Instead we are now spending the week catching up on the backlog of things that somehow never quite get done: STOing; sorting out the backlog of emails and admin; maybe some gardening that has been neglected while we were away and then I was ill.
I get a local Council newsletter which usually includes something from our Director of Public Health. Always the reminders about what distancing measures are required, what guidance is in place locally. And a reminder that although prevalence here is comparatively low, it is rising and much of that relates to the two local universities.
This week I was particularly struck by one paragraph he’d written. It seems to distill everything we need to be doing to help keep ourselves and our communities safe – it’s not about sticking slavishly to rules because they’re there, its about taking individual responsibility for our actions. Our answers to his questions may not always be the same, but the act of asking ourselves and answering the questions will always be important.

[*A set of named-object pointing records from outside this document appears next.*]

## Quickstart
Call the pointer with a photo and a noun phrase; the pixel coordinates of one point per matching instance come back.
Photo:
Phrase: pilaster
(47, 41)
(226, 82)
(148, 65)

“Please ask yourself, whenever you are mixing with others or going out, is this necessary? Is this safe? Is the benefit worth the risk to me and to others?”
We’re taking the self isolation instruction seriously and are sticking to it. More than ever we appreciate our fortunate position: we have plenty of food in the house, and we aren’t going to struggle financially (unlike those who live on the financial knife-edge of low pay or benefits). Both of us feel well. We have more than enough to keep ourselves occupied, and we enjoy our own and each others company. We have good neighbours to call on if there’s anything we need.
We’re looking forward to being allowed out again on Monday. And in the meantime, jobs are being jobbed that have sat around waiting for A Very Long Time.